Степа прикрыл глаза. Смотреть не хотелось, думать не хотелось, ничего не хотелось. Очень хотелось забыться сном, проснуться и чтобы все было по-другому. Без боли, милиции и прочих несуразностей. Или уж если без этого никак, тогда заснуть и вовсе не просыпаться.
— Фамилия, имя, отчество, — донесся от тумбочки ровный тон распахнутого.
— Сергей Витальевич. Фамилии не знаю, — глухо отозвался Степа.
— Не полковника, твои.
— В карту амбулаторного больного загляните, — не удержался от язвительности Степа. — Там все есть. И дата рождения, и…
Он замолчал и закусил губу. Вместо этих двоих с большим удовольствием сейчас повидал медсестру со шприцем с обезболивающим.
— Слушай, умник, — Степа почувствовал, что над ним снова кто-то навис, но глаз открывать не стал и виду не подал.
Что происходило между ментами оставалось только догадываться. Какое-то время в палате шуршала тишина, потом нависший над ним человек отступил. Еще через несколько секунд хлопнула дверь палаты.
— Хорошо, — согласился сбоку голос распахнутого. — Сегодня днем вы ехали по Новорижской трассе и стали виновником дорожно-транспортного происшествия С этим вы спорить не станете?
— Не стану, — голос прозвучал совсем бледно, как не пытался Зюзя придать ему сил.
— Вы находились за рулем машины, принадлежащей Штрахову Игорю Евгеничу. Документов на машину, а так же каких-либо документов, разрешающих вам управлять этой машиной, при вас не обнаружено. Как вы это объясните.
— Просто у меня этих документов никогда не было.
— То есть вы признаете, что угнали машину господина Штрахова.
Степа открыл глаза и с трудом повернул голову.
— Слушайте, если я начну вам сейчас что-то объяснять вы все равно не поверите. На Крымском мосту должен работать полковник милиции Сергей Витальевич. Во всяком случае, вчера он там был. Найдите его и я дам ему показания.
Зюзя отвернулся и закрыл глаза, не желая больше говорить. Голова начала кружиться, подташнивало. Боль разошлась не только по переломанным ногам, но и по всему много раз ушибленному телу.
Заведение, скрывающееся за советского разлива вывеской «Пельменная», внутри тоже дышало давно забытым духом СССР. Стоечки и столики, отсутствие стульев.
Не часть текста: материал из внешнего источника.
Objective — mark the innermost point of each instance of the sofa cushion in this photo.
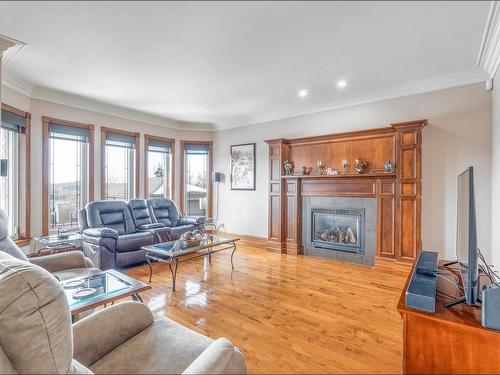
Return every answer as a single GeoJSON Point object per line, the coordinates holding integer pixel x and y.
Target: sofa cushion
{"type": "Point", "coordinates": [110, 214]}
{"type": "Point", "coordinates": [134, 241]}
{"type": "Point", "coordinates": [177, 232]}
{"type": "Point", "coordinates": [35, 322]}
{"type": "Point", "coordinates": [163, 211]}
{"type": "Point", "coordinates": [163, 347]}
{"type": "Point", "coordinates": [140, 212]}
Тусклые светильники. За окном наливался темными красками вечер, и бледный свет выглядел особенно бледно. Контингент в основном мужской и большей частью не шибко пафосный. Пафосные сюда заруливали только по недоразумению или в поисках острых ощущений.
От барной стойки к потолку струилось пропылившееся вьющееся искусственное растение. Где-то под потолком оплетало старенький, подвешенный на кронштейне телевизор. Зюзя был не прав, такая архаичная техника сохранилась не только в больницах.